A safra de 2012/2013 foi a pior da história da citricultura, dada a dificuldade de comercialização, devida à ausência de compradores e/ou baixos preços, que resultou na perda de quase 80 milhões de caixas e de receita de aproximadamente R$850 milhões, além da exclusão de cerca de 2 mil citricultores e de milhares de trabalhadores rurais da atividade.” - fecha aspas.

            Além disso, continua Fábio Meirelles, o IBGE estimou números alarmantes para a citricultura, pois a área a ser colhida nessa safra terá redução de 13,8%, em nível Brasil, e de 21%, no Estado de São Paulo, o que equivale a uma diminuição de 115 mil hectares de área plantada para essa cultura.

            Esse quadro, segundo a Associação Nacional dos Exportadores de Sucos Cítricos (CitrusBR), é resultado dos altos estoques de suco das empresas processadoras de laranja, agregado à queda do consumo mundial.
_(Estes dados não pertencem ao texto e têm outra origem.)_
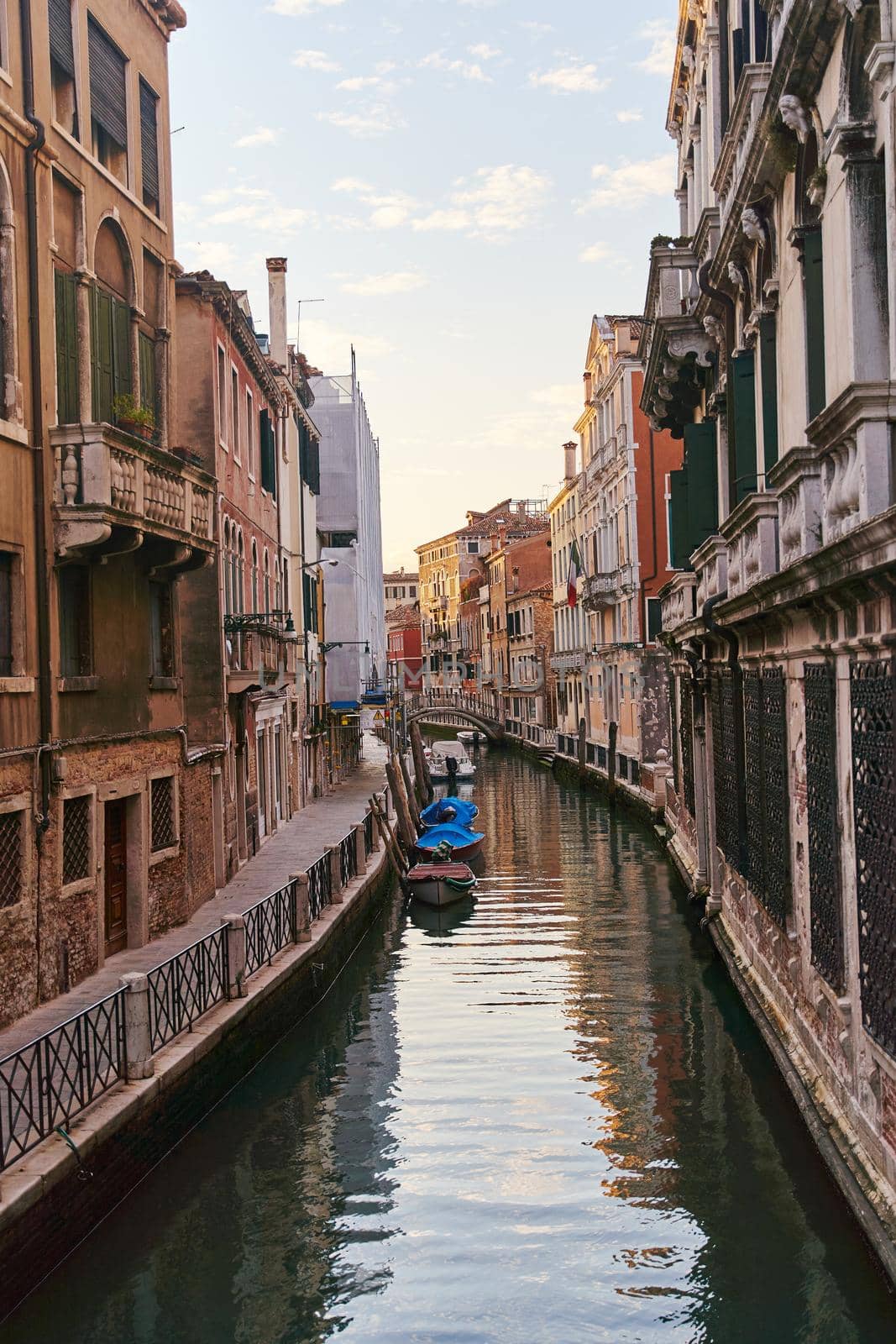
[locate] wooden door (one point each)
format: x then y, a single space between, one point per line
116 878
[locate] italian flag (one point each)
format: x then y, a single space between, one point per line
575 569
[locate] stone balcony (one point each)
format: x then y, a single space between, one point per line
678 600
752 534
117 494
711 566
841 477
602 591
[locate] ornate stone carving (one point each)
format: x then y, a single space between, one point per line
794 116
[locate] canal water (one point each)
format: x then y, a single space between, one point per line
544 1119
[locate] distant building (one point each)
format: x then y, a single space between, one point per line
399 589
349 528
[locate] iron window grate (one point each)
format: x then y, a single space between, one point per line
163 813
76 839
11 858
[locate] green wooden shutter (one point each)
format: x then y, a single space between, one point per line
101 355
815 292
768 362
121 349
741 394
67 409
701 463
679 521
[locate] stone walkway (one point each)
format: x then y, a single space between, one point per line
295 848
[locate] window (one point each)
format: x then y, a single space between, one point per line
234 409
107 101
250 421
76 642
7 562
67 412
161 627
161 813
76 839
11 858
62 66
149 147
222 396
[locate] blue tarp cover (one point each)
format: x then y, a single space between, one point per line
456 837
464 812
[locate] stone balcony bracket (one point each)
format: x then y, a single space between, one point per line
116 494
711 566
752 533
679 600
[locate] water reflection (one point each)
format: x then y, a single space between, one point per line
542 1116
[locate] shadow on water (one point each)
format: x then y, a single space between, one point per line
542 1116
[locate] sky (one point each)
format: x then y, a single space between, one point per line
463 181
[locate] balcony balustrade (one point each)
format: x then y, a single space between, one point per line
116 494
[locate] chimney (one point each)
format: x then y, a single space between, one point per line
277 308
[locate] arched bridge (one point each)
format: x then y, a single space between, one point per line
457 709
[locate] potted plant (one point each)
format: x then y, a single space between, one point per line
132 417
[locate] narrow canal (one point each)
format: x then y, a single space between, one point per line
548 1120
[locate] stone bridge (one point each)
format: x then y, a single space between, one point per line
464 709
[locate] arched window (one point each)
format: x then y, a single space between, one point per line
110 309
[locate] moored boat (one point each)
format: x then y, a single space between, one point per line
441 884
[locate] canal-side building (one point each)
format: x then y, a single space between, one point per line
625 553
770 349
105 517
570 618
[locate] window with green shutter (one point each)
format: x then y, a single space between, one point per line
741 420
109 353
67 410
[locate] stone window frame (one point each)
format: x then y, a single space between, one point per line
164 772
74 889
22 803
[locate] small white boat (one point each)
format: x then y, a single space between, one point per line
441 884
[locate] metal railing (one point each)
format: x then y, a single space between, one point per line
270 927
186 987
53 1079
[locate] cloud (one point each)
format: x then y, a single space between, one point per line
597 252
575 78
261 136
660 60
631 183
390 282
452 221
298 8
364 124
316 60
438 60
503 199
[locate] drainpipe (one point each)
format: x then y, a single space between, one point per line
45 669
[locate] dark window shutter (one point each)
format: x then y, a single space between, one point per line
679 521
703 481
121 351
67 410
149 141
101 355
815 286
107 93
768 360
62 50
741 391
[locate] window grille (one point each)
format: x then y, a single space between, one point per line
161 806
11 858
76 839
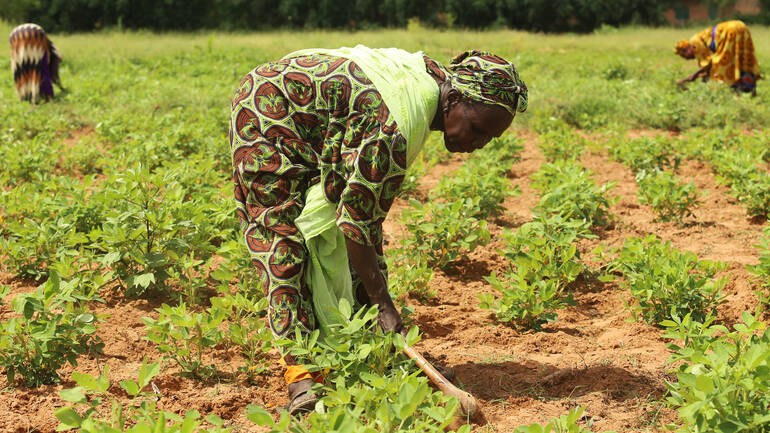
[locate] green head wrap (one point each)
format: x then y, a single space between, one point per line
487 78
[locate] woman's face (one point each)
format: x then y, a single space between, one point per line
469 125
688 53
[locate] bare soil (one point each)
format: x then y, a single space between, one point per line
592 356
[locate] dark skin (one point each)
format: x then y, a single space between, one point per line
689 54
467 126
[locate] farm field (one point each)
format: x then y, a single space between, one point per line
117 230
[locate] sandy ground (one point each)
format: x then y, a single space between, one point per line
592 356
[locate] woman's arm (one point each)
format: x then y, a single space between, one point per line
363 258
700 72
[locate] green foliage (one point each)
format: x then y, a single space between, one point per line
524 304
565 15
139 415
666 282
544 260
184 336
52 327
409 273
247 330
442 231
749 183
483 176
723 377
762 270
156 232
569 191
370 386
568 423
670 199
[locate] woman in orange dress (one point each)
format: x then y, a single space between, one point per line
724 53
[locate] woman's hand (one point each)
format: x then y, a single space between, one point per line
389 319
363 259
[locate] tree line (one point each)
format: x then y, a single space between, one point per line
534 15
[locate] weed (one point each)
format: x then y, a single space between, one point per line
183 336
442 231
723 377
53 329
669 199
665 281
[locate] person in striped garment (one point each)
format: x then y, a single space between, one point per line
34 63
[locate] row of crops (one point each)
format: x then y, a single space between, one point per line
155 219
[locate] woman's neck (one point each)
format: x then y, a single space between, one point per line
437 124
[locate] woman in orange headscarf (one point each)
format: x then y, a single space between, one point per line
725 53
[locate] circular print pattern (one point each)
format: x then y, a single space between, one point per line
370 103
494 59
246 125
286 260
335 92
244 89
359 201
358 74
299 87
263 277
257 242
270 102
270 189
276 217
390 189
280 131
270 70
374 161
333 186
309 128
352 232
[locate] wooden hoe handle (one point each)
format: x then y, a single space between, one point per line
468 404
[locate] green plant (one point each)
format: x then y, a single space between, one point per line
183 336
409 273
53 328
483 175
139 415
569 191
567 423
441 231
762 270
369 385
723 377
156 233
525 304
669 199
665 281
247 330
544 260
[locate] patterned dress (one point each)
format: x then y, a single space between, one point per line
34 63
296 122
727 47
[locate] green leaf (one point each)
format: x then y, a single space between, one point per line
74 395
144 280
68 417
147 372
130 386
259 416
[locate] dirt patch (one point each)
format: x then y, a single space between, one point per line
593 355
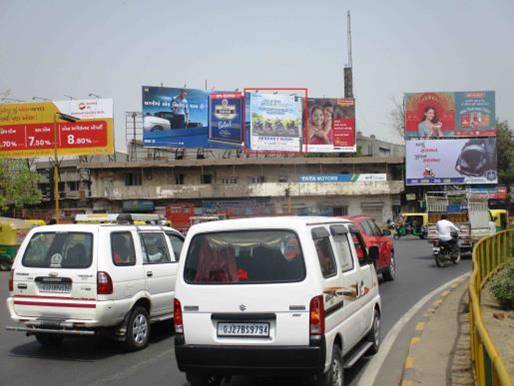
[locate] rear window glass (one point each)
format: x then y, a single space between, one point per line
244 257
59 250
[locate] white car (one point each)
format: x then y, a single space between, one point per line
85 279
275 296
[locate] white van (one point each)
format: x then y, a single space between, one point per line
275 296
88 279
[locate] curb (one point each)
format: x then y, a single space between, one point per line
410 361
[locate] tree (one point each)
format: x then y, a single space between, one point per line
18 184
397 118
505 151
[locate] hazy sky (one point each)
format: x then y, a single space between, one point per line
112 47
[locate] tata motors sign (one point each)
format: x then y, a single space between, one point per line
36 129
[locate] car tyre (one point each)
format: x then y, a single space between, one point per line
335 374
374 334
49 340
390 272
138 330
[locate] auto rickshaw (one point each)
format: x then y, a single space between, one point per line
500 218
412 224
12 233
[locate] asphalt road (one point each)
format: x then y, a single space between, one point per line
83 361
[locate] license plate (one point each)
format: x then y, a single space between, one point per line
256 330
54 287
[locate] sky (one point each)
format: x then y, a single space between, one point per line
111 48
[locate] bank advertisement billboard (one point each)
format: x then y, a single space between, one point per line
30 130
450 114
226 118
330 126
176 117
451 161
275 122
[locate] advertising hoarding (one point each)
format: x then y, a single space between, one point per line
175 117
450 114
451 161
331 125
27 130
226 118
275 122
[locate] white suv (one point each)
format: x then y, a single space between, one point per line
275 296
87 279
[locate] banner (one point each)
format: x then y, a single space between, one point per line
174 117
226 118
275 122
450 114
452 161
30 130
331 125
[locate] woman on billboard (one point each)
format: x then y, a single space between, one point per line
430 126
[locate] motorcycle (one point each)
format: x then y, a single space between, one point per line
446 251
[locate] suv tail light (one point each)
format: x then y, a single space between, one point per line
317 316
11 281
103 283
177 317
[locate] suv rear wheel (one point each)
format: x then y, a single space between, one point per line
138 329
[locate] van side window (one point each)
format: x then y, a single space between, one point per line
325 252
122 249
155 250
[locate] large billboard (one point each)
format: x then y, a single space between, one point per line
175 117
451 161
275 122
331 125
29 129
450 114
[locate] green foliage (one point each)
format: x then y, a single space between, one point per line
502 287
18 184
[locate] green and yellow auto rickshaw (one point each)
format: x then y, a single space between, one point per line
12 233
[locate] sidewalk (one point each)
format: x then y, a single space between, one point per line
439 350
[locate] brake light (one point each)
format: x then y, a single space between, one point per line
317 316
177 317
11 281
103 283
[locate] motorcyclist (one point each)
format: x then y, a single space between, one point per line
445 228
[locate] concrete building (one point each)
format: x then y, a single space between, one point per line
253 186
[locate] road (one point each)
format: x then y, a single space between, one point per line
85 362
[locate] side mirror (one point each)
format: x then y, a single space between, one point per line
373 254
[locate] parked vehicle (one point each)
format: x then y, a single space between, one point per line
84 279
12 233
376 237
265 296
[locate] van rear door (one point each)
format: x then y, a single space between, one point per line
55 276
245 287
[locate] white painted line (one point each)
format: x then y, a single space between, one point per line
370 371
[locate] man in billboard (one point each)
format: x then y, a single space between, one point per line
180 110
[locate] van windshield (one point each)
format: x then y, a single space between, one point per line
244 257
59 250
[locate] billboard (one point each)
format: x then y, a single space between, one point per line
450 114
451 161
29 129
331 125
226 118
175 117
275 122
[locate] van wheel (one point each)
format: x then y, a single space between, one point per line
138 330
49 340
204 380
335 374
389 273
374 334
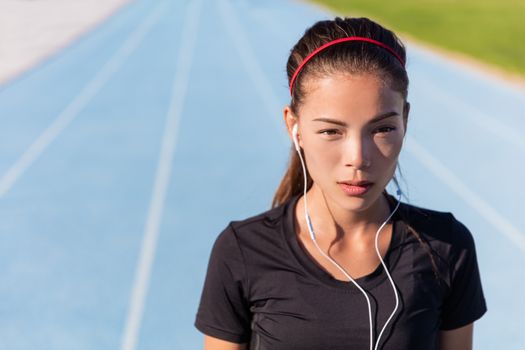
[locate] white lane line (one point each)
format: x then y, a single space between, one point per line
260 82
162 178
78 103
492 125
472 199
486 211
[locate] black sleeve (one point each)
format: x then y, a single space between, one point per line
465 303
224 310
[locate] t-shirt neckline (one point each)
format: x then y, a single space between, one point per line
368 281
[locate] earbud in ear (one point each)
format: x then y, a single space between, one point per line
294 136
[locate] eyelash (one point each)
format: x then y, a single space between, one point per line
391 128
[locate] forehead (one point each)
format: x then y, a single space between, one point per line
349 97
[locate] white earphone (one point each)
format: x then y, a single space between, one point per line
294 136
312 236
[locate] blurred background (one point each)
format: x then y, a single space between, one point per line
133 131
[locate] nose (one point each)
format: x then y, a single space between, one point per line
357 152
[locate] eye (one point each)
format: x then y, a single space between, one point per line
385 129
329 132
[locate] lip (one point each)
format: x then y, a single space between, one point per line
355 190
356 183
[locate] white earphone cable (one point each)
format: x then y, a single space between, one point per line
312 236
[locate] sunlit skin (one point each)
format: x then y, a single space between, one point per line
361 149
346 226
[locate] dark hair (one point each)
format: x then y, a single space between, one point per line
353 57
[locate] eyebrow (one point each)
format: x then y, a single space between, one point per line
342 123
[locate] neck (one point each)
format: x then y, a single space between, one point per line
339 223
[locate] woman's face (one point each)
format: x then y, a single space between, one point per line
343 138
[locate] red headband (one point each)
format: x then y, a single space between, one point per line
337 41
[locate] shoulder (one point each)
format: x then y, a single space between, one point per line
438 226
251 230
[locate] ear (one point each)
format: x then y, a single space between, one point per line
406 111
290 120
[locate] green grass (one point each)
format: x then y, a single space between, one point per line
490 31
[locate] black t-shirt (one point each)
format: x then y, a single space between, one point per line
263 288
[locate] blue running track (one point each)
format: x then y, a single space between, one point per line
125 155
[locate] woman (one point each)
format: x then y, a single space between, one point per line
338 262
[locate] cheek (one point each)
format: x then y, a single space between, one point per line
388 147
320 159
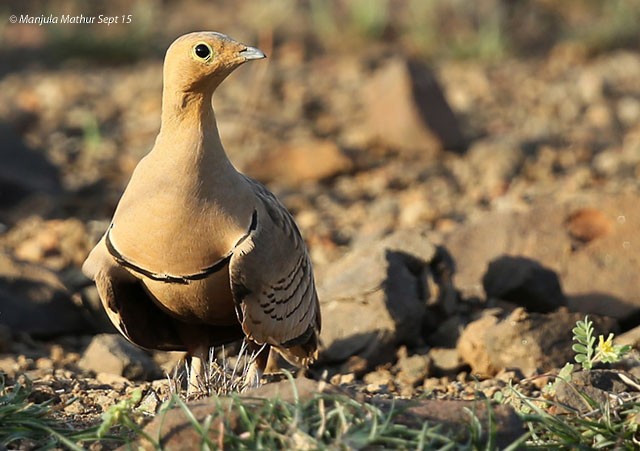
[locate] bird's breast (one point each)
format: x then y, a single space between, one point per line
206 301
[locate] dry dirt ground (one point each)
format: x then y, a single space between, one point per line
534 156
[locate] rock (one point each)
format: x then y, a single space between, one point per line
530 342
587 224
454 418
407 109
24 173
377 295
523 282
113 354
58 243
488 167
597 385
309 160
33 300
599 276
445 362
173 429
413 370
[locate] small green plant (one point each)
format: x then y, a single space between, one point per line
588 353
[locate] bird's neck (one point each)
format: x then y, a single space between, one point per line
188 130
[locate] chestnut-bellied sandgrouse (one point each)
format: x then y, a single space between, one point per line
198 254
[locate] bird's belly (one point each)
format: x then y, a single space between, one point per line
206 301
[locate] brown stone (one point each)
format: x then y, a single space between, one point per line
530 342
303 161
407 109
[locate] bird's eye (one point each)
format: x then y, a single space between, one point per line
202 51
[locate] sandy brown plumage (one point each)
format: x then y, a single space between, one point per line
197 254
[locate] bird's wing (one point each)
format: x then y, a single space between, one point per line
272 281
135 314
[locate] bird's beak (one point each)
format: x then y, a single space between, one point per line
252 53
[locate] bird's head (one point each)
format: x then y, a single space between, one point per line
200 61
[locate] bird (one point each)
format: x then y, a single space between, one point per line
198 254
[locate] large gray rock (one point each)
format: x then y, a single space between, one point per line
595 257
407 109
531 342
376 297
23 174
524 282
34 300
173 430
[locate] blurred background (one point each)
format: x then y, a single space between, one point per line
367 117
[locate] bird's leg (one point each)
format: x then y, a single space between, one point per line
258 364
197 367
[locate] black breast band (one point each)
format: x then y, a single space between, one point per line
182 279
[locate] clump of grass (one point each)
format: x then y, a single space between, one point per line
614 424
326 421
221 376
25 423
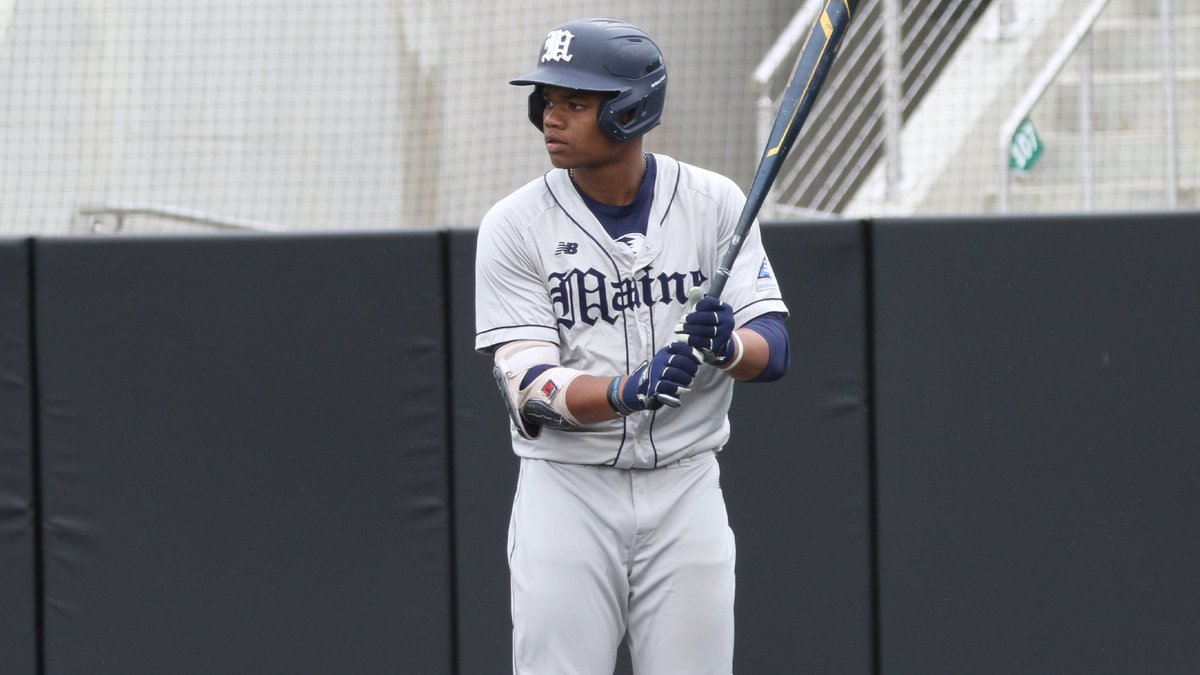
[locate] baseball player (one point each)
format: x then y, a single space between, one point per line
617 372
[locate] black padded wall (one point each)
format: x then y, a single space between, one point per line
18 590
1036 386
245 454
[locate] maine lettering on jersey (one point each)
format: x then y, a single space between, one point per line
588 296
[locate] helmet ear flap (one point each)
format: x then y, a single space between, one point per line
537 107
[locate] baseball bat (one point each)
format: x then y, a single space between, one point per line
816 55
811 67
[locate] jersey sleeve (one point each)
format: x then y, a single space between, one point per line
511 302
753 288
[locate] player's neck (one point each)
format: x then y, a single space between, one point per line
616 184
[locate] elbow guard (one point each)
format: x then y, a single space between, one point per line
541 400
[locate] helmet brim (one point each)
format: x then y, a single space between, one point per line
567 79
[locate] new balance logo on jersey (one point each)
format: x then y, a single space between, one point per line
588 296
558 46
766 280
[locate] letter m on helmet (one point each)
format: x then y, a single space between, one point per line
558 46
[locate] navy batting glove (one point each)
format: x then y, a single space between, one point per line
667 375
709 328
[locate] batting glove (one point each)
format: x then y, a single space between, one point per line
708 327
661 380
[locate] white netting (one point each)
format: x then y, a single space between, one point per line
367 114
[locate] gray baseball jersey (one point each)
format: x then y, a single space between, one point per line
546 269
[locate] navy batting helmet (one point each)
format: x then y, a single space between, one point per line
604 55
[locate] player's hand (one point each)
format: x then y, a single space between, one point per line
708 327
661 380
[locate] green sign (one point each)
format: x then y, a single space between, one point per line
1026 148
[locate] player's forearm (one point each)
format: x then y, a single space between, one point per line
587 398
755 354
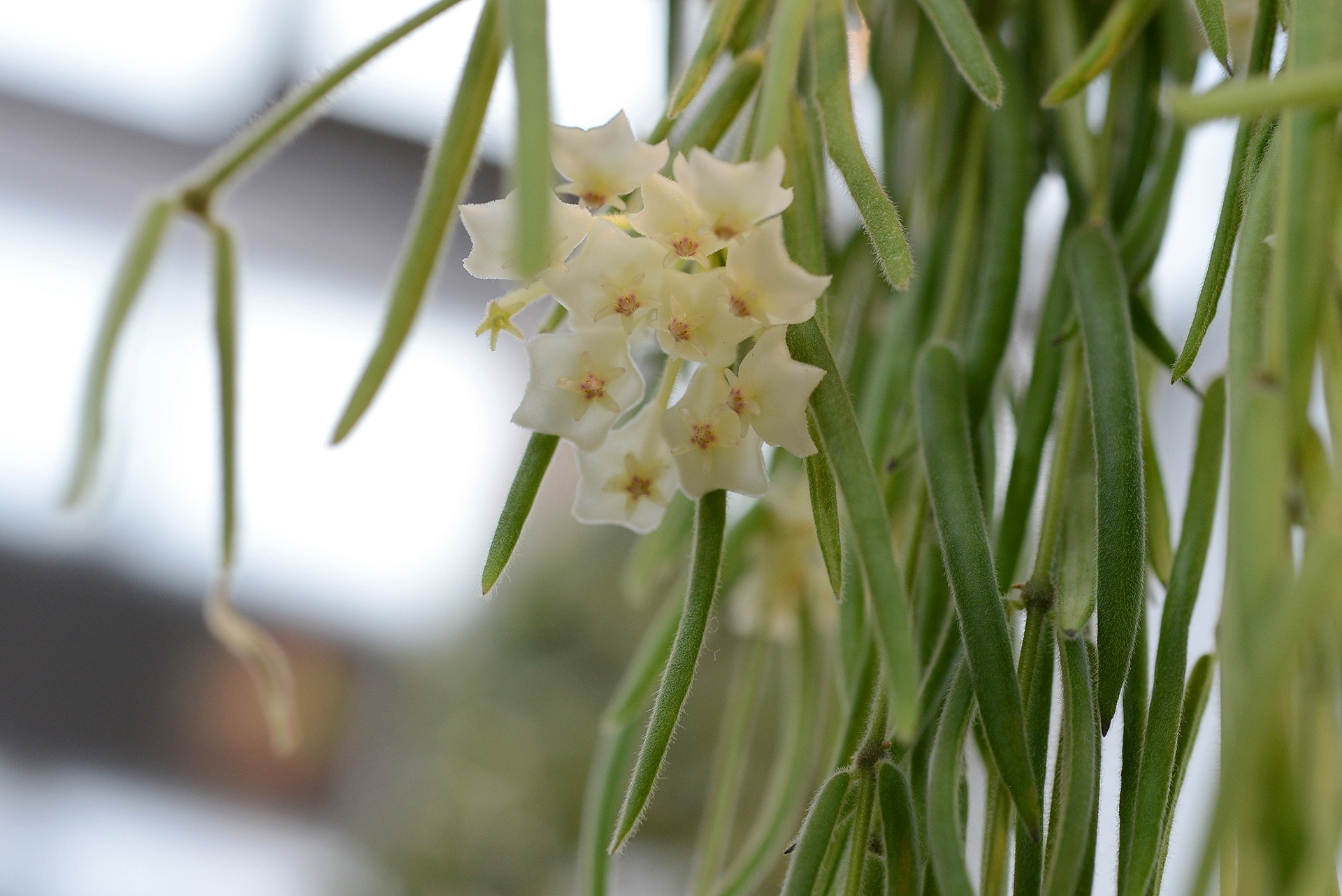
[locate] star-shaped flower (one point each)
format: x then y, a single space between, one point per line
765 283
630 479
493 231
579 386
672 219
498 315
733 198
771 393
706 442
694 322
604 163
615 280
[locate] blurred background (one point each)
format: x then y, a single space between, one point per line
446 737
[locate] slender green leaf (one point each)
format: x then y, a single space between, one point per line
125 290
261 655
1136 694
710 522
1162 734
1069 828
1158 550
1150 334
1212 15
440 189
1191 719
784 797
900 827
281 121
656 556
1027 875
226 350
526 30
723 105
1032 424
1011 180
1143 230
729 765
517 506
824 509
856 482
1318 86
1125 19
722 20
944 428
777 83
815 836
960 35
1250 144
945 846
879 216
1101 296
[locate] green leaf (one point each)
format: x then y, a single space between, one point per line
226 352
517 506
722 20
710 522
958 34
1150 335
1070 828
777 85
856 481
1011 180
140 255
1101 296
722 106
1140 240
815 836
281 121
654 557
1136 693
1032 426
729 763
793 763
440 189
1158 550
879 216
1318 86
615 747
1028 871
1125 19
1191 719
1162 731
1250 144
945 846
1212 15
944 428
900 825
532 169
824 509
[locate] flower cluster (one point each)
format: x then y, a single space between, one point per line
688 267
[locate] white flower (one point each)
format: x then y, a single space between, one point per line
733 198
707 445
580 384
771 393
493 230
787 570
694 322
604 163
614 280
765 284
630 479
672 219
No entanto, apesar do fraco desempenho desse setor, segundo as informações sistematizadas pelo O Estado de S. Paulo e divulgadas pelo Presidente da Faesp, o Brasil é o maior produtor e exportador de suco de laranja, respondendo por 80% do comércio mundial, sendo que a produção brasileira da fruta está concentrada no Estado de São Paulo e 85% dela destinam-se ao processamento de suco.

            A citricultura paulista representa uma valorosa cadeia produtiva do agronegócio brasileiro, seja pelas exportações de US$2,2 bilhões, pela renda agrícola agregada de US$4,5 bilhões, seja pelo número de citricultores, trabalhadores rurais e prestadores de serviço na atividade, estimados em 300 mil pessoas.

            Nesse quadro de intensificação da concentração vertical e horizontal da produção do suco de laranja, a recente decisão da Vara da Justiça do Trabalho da cidade de Matão, no Estado de São Paulo, a partir de uma ação proposta pelo Ministério Público do Trabalho, acirrou o conflito entre a indústria e os produtores de laranja.

            A Justiça condenou as quatro maiores fabricantes de suco de laranja do País - a Sucocítrico Cutrale, a Louis Dreyfus Commodities Agroindustrial, a Citrovita Agroindustrial e a Fischer - a pagarem uma indenização de aproximadamente R$400 milhões, por danos morais coletivos devido à terceirização de trabalhadores rurais.

            A decisão do Juiz Renato da Fonseca Janon, da Vara do Trabalho de Matão, divulgada em 25 de março último, determina o pagamento da multa e o fim da terceirização nas atividades de plantio, cultivo e colheita de laranjas das empresas, em terras próprias ou de terceiros, localizadas no território nacional, com produção agrícola utilizada em suas indústrias.

            As fabricantes podem recorrer ao Tribunal Regional do Trabalho de Campinas. Se a decisão for mantida após julgamento na última instância, as empresas terão prazo de 180 dias para cumpri-la, sob multa diária de R$1 milhão em caso de descumprimento.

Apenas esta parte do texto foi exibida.